Estimating Resource Costs of Executing Data-Intensive Workloads in Public Clouds
The promise of “infinite” resources given by the cloud computing paradigm has led to recent interest in exploiting clouds for large-scale data-intensive computing. In this paper, we present an analytical model to estimate the resource costs for executing data-intensive workloads in a public cloud. The cost model quantifies the cost-effectiveness of a resource configuration for a given workload with consumer performance requirements expressed as Service Level Agreements (SLAs), and is a key component of a larger framework for resource provisioning in clouds. We instantiate the cost model for the Amazon cloud, and experimentally evaluate the impact of key factors on the accuracy of the model.
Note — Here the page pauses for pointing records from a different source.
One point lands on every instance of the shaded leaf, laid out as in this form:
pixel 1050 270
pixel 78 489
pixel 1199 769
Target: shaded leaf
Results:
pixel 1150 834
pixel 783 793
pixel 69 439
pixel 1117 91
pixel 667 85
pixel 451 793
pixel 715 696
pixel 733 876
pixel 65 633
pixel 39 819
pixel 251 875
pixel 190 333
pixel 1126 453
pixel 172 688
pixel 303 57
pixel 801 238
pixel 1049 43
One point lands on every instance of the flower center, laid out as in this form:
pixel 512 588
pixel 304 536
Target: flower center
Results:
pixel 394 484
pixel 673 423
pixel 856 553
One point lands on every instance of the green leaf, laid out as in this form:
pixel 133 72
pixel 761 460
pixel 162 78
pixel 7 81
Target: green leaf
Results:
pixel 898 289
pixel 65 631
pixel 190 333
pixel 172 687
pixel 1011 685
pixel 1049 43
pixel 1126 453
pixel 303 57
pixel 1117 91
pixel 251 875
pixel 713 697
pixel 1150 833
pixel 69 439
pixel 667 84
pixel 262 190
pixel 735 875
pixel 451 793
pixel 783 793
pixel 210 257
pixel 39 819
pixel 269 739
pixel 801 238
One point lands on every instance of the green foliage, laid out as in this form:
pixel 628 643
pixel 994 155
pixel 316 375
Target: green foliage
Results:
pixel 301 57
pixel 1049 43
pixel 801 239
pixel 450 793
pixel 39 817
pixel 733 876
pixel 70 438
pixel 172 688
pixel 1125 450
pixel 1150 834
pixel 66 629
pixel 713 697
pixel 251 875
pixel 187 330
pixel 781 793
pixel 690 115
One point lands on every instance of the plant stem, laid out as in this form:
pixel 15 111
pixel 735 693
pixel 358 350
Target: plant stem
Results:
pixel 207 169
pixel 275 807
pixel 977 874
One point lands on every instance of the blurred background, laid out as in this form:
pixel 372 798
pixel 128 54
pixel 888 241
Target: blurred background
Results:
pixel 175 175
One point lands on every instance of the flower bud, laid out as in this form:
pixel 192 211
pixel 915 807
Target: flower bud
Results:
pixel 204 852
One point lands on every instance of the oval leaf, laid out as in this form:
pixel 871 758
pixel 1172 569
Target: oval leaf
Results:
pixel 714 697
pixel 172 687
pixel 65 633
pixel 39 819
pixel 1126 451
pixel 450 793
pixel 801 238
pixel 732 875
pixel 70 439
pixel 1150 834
We formulate the constructs for modeling the cost of workload execution in a public cloud. We present a cost model for workload execution, and evaluate it in the Amazon cloud. Our cost model is workload aware and provides cost at the granularity of an hour. More importantly, we explore methods for building and instantiating a cost model for workload execution in IaaS-based clouds. These methods are relevant for other IaaS GoGrid or RackSpace. We believe that our cost model provides a basis for modeling dollar-cost for executing any workload type in the Amazon cloud. We anticipate that the users considering clouds for executing their application would find the cost model useful.
Our cost model provides an hourly cost of workload execution, and assumes that the data already exists in the cloud. The experimental evaluation shows that our cost model is a suitable tool for estimating the cost of workload execution for the pay-as-go-scheme in the Amazon clouds.
We vary the use-cases in the user-controllable variables: (a) workloads, (b) VM types and the (c) SLOs’ specifications. Our evaluation workloads consist of analytical, transactional and mixed types. We consider different workload combinations on different VM types. We also specify SLOs on the transactions and the queries belonging to different tenants. The SLOs vary in their threshold and penalty values. The absoluteaverage error in estimating configuration costs across all experiments is 6.28%, which is about $0.02 of the total measured cost of the configurations on average. With the scarcity of training samples, we are unable to verify the distribution of results and resort to using average as the aggregation method. Therefore, these results must be taken with caution.
The current cost model, while adequate for workload execution in a single zone, needs to be expanded in order to deal with any inter-zone and inter-region communication costs. Also we do not address the cost of maintaining consistency between replicas, leaving it as future work.